Mukadimah Sufi Muda:
Bismillahirrohmanirrohim...
Assalamu'alaikum warohmatullohi wabarokatuh...
Ihkwal dimana saja berada yang semoga di rahmati Alloh. Kajian kita kali ini akan membahas mengenai pandangan tentang Islam yang kaffah.
Tentu setiap orang memiliki perspektif masing-masing tentang apa yang di maksud Islam yang kaffah. Apalagi di Indonesia ini yang mempunyai beragam ras, suku, dan budaya.
Satu hal yang unik dalam pandangan saya adalah, sampai dengan saat ini, berbagai teori perihal masuknya Islam ke Nusantara terus saja bermunculan. Namun jika kita mau menilik kembali sejarah. Masuknya Islam ke Bumi Pertiwi ini adalah dengan akulturasi budaya. Adat dan budaya setempat pada setiap masing-masing daerah ketika itu diikuti dan dipelajari para Walisongo kemudian di sisipi ajaran agama Islam. Hal ini tentu saja sempat menjadi perselisihan di antara para Wali Wali yang menyebarkan ajaran Islam. Namun karena tidak adanya cara lain agar minat masyarakat saat itu dapat beralih kepada ajaran yang benar. Dalam satu riwayat bahwa pemilik ide tersebut adalah Sunan Kalijaga yang berpendapat bahwa tidak ada cara lain kecuali mengikuti budaya setiap masing-masing daerah dan dengan harapan seiring berjalannya waktu, ajaran lokal yang tidak sesuai dengan syari'at Islam akan sirna dengan sendirinya ketika orang-orang mulai memahami Islam.
Sebagai contoh, bahwa adatnya orang Jawa ketika itu sangat menyukai wayang kulit, maka Sunan Kalijaga mementaskan wayang kulit dengan kandungan ajaran Islam dan ajaran tauhid.
Di samping itu, orang Jawa suka sekali dengan tembang-tembang (suluk), maka Para Wali juga menciptakan tembang-tembang dan suluk (gendhing Jawa) dengan kandungan ajaran tauhid Islam. Yang pada akhirnya Islam dapat di terima di setiap daerah dengan menggunakan adat dan budayanya masing-masing.
Menghadirkan Islam Yang Kaffah:
Yang dimaksud Islam yang kaffah dalam tulisan saya ini ialah Islam yang lebih komperhensif dan lebih akomodatif dengan lingkungan sosialnya.
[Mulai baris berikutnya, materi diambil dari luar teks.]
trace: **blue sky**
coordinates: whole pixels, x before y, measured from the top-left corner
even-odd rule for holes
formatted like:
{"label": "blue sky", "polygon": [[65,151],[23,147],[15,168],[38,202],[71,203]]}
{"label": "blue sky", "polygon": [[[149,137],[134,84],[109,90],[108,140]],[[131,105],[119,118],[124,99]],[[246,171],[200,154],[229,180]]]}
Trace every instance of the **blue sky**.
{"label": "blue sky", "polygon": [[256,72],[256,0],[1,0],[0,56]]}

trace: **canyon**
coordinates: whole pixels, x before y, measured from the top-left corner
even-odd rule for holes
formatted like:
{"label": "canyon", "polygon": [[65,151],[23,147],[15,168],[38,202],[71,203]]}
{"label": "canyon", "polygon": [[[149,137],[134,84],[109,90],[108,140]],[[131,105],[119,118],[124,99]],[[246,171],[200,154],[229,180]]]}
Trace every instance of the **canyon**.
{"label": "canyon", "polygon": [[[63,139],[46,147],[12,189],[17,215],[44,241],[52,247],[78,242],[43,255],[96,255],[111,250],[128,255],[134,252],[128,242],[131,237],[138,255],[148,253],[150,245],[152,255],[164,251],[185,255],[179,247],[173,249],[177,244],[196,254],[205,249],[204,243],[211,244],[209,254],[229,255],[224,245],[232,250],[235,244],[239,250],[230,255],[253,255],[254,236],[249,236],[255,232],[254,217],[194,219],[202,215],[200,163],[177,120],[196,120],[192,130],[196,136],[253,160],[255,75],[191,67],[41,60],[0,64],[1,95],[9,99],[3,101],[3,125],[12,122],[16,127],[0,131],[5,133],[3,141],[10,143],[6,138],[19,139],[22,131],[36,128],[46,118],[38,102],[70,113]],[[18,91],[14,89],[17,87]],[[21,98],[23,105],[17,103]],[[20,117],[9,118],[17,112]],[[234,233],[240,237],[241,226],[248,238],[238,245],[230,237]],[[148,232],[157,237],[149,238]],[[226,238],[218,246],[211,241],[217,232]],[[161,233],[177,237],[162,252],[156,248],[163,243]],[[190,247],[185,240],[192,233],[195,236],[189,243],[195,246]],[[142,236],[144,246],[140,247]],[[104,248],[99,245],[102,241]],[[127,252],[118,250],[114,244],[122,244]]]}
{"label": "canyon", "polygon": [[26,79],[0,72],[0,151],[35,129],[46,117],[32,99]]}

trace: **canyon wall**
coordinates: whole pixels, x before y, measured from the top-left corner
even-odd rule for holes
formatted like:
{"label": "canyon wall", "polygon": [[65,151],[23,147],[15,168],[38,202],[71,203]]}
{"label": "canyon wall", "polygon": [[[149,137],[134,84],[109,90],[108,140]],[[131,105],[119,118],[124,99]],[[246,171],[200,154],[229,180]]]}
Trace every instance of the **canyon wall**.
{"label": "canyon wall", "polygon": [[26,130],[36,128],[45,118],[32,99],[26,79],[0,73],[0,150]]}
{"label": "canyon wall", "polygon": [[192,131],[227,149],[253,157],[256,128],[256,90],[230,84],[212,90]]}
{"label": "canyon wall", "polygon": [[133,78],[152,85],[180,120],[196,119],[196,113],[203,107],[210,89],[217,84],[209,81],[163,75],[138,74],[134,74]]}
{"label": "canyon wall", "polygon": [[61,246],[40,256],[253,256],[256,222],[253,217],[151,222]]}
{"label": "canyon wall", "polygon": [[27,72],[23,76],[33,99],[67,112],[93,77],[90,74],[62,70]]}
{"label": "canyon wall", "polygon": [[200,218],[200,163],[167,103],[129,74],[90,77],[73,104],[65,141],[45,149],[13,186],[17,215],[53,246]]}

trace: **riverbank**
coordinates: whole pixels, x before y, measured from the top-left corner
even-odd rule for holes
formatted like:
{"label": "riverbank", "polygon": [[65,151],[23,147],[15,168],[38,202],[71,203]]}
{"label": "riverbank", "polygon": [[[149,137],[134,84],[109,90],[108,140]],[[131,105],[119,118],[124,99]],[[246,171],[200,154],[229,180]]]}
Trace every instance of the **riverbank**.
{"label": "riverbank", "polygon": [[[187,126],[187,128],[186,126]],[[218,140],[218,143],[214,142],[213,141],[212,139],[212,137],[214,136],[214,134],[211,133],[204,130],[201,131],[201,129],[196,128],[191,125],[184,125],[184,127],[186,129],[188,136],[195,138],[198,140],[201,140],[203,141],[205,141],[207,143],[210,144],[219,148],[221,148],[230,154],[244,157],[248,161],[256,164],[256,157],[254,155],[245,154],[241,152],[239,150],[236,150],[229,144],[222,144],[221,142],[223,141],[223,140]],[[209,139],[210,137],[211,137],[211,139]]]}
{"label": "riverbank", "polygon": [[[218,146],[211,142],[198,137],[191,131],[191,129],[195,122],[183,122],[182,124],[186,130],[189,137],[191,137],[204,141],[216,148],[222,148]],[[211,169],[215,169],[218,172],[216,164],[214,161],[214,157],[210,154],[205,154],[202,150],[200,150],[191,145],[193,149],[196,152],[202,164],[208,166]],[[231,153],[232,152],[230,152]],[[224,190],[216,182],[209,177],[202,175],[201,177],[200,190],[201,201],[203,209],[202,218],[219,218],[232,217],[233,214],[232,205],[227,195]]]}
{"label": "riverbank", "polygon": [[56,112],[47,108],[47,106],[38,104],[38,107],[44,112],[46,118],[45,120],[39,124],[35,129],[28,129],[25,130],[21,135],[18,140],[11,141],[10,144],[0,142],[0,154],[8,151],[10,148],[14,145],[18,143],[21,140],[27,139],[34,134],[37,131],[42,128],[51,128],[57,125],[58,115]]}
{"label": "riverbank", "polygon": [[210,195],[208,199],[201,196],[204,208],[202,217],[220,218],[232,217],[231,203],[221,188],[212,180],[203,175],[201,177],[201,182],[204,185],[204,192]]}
Kata kaffah dalam bahasa Arab berarti menyeluruh (totally), lawannya ialah sebagian (partially).
Maka tidak bisa disebut Islam yang kaffah jika menerima sebagian ajaran Islam dan menolak sebagian ajaran yang lainnya. Islam adalah sebuah ajaran yang tidak bisa dipisah-pisah. Misalnya urusan agama menjadi tanggung jawab para Ulama dan urusan pemerintahan menjadi urusan penuh pemerintah tanpa diintegrasikan satu sama lain. Islam yang kaffah memadukan keseluruhan aspek ajaran Islam tanpa melakukan pemilahan. Inilah yang disebut Islam yang kaffah sebagaimana disebutkan dalam ayat: "Hai orang-orang yang beriman, masuklah kamu ke dalam Islam secara keseluruhan (kaffah), dan janganlah kamu turut langkah-langkah setan. Sesungguhnya setan itu musuh yang nyata bagimu." (QS. al-Baqarah/2:208).
Pemisahan antara urusan negara dan ibadah, antara urusan dunia dan akhirat, antara urusan lahiriah dan bathiniyah dan lebih jauh lagi antara manusia dengan non manusia, sebutlah alam dan makhluk ghaib, itu jugalah bagian dari 'Islam Parsial' yang merupakan antitesa dari Islam yang kaffah. Dari segi ini pula mengapa Islam tidak sejalan dan selanjutnya menolak sekularisme dalam arti pemisahan antara agama dan urusan-urusan keduniawian. Pemisahan secara diametrikal antara suatu urusan dan urusan lainnya sesungguhnya tidak dikenal dalam Islam. Jika berbicara lebih jauh lagi, Islam juga tidak menolerir memisahkan dalam arti memperhadap-hadapkan antara manusia dengan Tuhan, yang kemudian dibayangkan bahwa manusia serba hina dan rendah sementara Tuhan serba Maha Segalanya.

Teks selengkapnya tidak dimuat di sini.